Même si cette fête ne tient pas ses bases de la religion, elleest devenue importante depuis des siècles. Comment se situer, en tant que musulman ?

Comment l’expliquer à nos enfants ?

Anas, que Dieu l’agrée, rapporte que lorsque le Prophète, paix et salut sur lui, arriva à Médine, il constata qu’il y avait deux jours durant lesquels les gens avaient l’habitude de faire la fête. Le Prophète, paix et salut sur lui, demanda : « Que sont donc ces deux jours ? » Les gens dirent: « Nous avions l’habitude de les célébrer durant la période de antéislamique. »Le Prophète, paix et salut sur lui, répliqua alors: « Dieu vous a donné en échange deux jours bien meilleurs que ces deux-là, le jour d’el Adha et le jour d’el Fitr. »(1)

Ce hadith résume à peu près tout ! Nous avons dans notre foi deux fêtes essentielles à notre spiritualité afin d’atteindre la proximité divine. C’est ainsi qu’en tant que parent, nous pouvons au travers des fêtes musulmanes être à la hauteur des attentes de nos enfants, si nous réussissons à combler leur besoin d’appartenance, à préserver leur nature primordiale (Fitrah), nous aurons accompli le plus gros du travail.

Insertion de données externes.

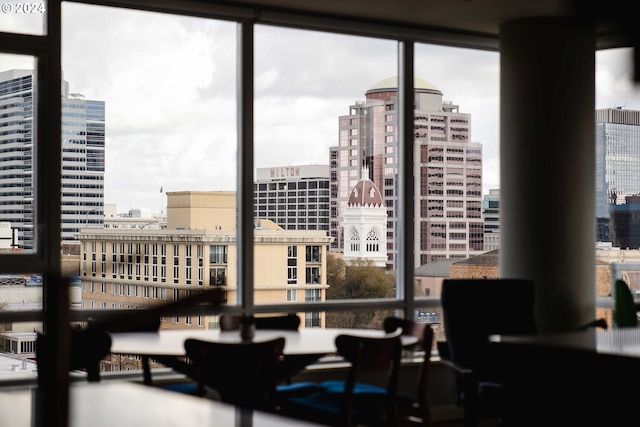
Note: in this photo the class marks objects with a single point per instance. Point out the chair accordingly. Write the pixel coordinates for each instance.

L’Hommedans sa nature primordiale a besoin de faire la fête, d’être enjoué, joyeux, heureux. Il est naturel qu’un enfant ne fêtant pas comme il se doit les deux fêtes de l’Aïd envie ses camarades de classe lorsque les fêtes de fin d’année arrivent. Mais un enfant qui aura eu « le plein de fête » ne connaîtra pas de frustration et aura une attitude positive fasse aux enfants fêtant Noël, comme d’ailleurs les enfants de parents d’autres confessions religieuses peuvent ressentir une envie passagère lors de nos fêtes musulmanes. L’être humain est une sorte de réservoir, en faisant le plein d’amour, de sécurité, d’appartenance, de bonheur… il peut avancer, sûr de lui et de ce qu’il est, si Dieu le veut bien.

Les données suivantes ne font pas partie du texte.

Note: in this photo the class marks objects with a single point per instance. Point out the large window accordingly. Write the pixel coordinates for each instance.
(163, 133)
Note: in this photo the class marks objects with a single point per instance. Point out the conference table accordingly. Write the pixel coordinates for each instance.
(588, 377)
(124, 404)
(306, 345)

La différence entre les fêtes musulmanes et les autres sont la médiatisation, les décorations communales en fin d’année et les rayons débordant d’hypers et supers cadeaux plus merveilleux les uns que les autres pour les enfants. Il est possible d’expliquer cela aux enfants, et ce dès le plus jeune âge, afin qu’ils comprennent et intègrent, non pas la société pour l’imiter, mais les faits pour participer à l’évolution de cette même société. Noël, c’est une grande fête en France, pour les chrétiens mais pas seulement ; l’occasion de se retrouver en famille, de partager, entretenir les liens… Et Dieu, dans Sa grande Clémence a offert deux fêtes aux musulmans, deux fêtes lors desquelles nous pouvons faire de grandes choses et cela ne tient qu’à nous.

Parents, grands-parents qui fêtent noël ?

Certains convertis, issus de familles chrétiennes ou non, honorent les traditions familiales en participant aux fêtes de fin d’année auprès de leurs proches ; d’autres évitent le réveillon et passent quelques heures avec leur famille le 25 décembre ; certains appellent uniquement afin de souhaiter une joyeuse fête …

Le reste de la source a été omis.